Нянечка в ужасе подскочила, когда он обрушился на нее с воплями:
– Скорее, вам привезли ребенка с… – Мудреный менингит не задержался в дедовой памяти, и его не менее воспаленный мозг выдал родной и близкий диагноз: – Простатитом!
Умудренная опытом няня, конечно, удивилась столь редкому для детей заболеванию, но спорить не стала и голосом, достойным любого мегафона, за который и посадили в приемном покое, объявила:
– Доктор Гаиров, возьмите мужчину с внуком и простатитом!
Надо мной уже хлопотали проворные медсестры, оттирая рыдающую маму, когда в приемную спустился дежурный врач.

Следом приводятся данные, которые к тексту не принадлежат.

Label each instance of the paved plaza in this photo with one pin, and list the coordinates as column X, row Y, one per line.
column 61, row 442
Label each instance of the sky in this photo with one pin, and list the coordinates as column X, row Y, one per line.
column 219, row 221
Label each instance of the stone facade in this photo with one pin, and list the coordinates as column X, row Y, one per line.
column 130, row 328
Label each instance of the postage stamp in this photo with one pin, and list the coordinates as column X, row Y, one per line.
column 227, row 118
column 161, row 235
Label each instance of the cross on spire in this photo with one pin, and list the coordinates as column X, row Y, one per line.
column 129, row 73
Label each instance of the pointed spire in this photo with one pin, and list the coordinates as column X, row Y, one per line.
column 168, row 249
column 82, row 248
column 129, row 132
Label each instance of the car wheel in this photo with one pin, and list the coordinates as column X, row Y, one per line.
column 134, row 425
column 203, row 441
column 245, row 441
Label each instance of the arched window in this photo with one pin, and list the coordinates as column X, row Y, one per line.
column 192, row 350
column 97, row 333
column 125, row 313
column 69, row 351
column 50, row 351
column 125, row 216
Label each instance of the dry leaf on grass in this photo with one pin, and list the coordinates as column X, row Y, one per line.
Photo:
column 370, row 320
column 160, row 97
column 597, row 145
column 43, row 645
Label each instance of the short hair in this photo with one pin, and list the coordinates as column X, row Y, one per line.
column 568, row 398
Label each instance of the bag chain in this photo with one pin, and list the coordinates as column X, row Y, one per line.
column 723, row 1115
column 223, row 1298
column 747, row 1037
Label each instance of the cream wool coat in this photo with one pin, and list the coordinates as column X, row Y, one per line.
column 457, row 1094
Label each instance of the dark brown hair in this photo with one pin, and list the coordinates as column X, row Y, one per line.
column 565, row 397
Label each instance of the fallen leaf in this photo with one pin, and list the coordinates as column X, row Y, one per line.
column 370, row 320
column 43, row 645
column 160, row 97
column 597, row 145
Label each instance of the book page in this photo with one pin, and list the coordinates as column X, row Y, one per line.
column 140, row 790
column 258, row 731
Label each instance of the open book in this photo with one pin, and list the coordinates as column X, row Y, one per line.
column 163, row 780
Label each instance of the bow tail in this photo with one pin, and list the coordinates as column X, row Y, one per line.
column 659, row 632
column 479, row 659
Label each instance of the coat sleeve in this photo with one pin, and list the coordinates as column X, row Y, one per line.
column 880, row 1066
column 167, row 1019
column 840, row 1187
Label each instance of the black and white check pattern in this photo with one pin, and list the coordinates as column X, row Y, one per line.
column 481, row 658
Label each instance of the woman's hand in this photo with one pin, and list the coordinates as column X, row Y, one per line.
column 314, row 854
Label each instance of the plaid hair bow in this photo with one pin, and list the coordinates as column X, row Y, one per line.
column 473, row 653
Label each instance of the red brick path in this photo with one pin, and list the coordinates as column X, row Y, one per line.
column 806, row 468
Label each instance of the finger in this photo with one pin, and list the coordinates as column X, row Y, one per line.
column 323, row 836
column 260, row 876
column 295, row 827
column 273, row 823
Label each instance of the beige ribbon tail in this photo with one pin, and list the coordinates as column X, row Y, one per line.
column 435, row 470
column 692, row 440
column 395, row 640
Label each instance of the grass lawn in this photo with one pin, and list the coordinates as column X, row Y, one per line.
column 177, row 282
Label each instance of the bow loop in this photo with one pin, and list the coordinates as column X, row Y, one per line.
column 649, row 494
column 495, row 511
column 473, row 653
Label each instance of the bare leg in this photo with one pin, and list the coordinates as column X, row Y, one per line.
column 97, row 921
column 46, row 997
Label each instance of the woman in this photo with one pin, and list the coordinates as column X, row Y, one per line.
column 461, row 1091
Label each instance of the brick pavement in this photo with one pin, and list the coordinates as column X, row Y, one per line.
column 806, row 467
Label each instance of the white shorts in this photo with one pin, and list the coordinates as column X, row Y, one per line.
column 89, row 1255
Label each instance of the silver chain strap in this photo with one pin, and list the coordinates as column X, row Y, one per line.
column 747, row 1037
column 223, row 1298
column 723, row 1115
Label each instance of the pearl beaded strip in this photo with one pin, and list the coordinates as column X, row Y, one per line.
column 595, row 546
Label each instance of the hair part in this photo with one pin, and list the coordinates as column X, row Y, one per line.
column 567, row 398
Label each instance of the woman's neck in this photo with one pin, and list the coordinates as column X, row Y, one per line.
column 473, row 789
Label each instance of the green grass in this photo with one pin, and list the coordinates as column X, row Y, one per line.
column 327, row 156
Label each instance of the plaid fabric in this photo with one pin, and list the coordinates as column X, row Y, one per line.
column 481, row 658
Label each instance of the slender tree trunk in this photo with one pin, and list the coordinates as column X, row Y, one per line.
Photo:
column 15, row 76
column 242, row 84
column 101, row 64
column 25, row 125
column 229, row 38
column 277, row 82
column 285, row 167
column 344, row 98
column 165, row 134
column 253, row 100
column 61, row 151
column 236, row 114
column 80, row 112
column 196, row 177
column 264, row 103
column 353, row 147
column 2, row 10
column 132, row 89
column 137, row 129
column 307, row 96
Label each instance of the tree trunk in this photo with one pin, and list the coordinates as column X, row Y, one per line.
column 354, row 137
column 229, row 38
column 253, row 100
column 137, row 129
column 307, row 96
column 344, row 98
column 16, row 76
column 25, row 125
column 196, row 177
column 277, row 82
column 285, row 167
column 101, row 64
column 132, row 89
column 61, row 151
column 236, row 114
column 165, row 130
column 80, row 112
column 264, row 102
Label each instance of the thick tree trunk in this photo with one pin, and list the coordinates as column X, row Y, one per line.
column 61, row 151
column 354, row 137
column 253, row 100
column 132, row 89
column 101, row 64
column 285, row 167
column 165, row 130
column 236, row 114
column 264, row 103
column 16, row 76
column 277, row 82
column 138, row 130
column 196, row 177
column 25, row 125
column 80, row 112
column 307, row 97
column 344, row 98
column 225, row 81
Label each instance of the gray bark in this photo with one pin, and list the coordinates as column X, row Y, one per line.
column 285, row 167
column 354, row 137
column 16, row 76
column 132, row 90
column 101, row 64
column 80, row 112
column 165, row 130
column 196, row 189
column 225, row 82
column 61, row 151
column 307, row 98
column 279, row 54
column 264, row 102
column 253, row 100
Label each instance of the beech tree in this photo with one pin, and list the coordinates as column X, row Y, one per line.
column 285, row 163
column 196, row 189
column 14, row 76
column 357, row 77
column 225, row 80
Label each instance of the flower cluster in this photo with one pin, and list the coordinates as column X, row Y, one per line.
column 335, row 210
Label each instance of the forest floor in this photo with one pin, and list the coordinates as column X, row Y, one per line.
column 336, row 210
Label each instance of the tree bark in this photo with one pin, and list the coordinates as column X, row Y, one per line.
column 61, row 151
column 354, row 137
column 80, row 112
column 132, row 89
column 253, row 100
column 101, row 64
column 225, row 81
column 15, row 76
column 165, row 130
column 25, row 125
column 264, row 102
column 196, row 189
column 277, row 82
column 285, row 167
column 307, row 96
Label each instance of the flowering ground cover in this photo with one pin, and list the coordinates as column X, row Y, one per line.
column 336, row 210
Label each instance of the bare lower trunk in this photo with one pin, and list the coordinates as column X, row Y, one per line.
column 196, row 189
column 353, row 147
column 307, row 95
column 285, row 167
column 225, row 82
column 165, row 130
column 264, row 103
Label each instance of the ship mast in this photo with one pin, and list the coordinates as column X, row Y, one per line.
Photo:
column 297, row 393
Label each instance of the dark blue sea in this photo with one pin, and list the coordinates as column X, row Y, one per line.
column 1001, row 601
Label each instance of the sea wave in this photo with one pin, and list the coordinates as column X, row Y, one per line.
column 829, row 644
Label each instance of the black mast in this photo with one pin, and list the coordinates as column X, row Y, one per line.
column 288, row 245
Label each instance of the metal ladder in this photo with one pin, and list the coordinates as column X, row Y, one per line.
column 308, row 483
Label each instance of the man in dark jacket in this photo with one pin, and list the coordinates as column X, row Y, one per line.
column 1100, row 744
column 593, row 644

Он вошел, такой большой и спокойный, что сразу как-то стало тихо.
В коридоре нянечка лечила дедушкин простатит нетрадиционным, но очень действенным методом – медицинским спиртом.
Под окнами подпрыгивал доставленный Колей из мужской солидарности папа, найденный у Сени, отогретый, облаченный в Сенины брюки и тоже слегка пришедший в себя после стакана крепленого.
Доктор Гаиров посмотрел на меня:
– Ну давай, орел, рассказывай.
Торопясь и захлебываясь словами, боясь не успеть и пропустить что-то очень важное, я рассказал Гасыру Алиевичу о приключениях этого дня.
Тот внимательно выслушал, затем еще внимательней осмотрел меня. Потом подозвал медсестру, которая стояла наготове с дежурным коктейлем для менингококковой инфекции – преднизолон, пенициллин и адреналин.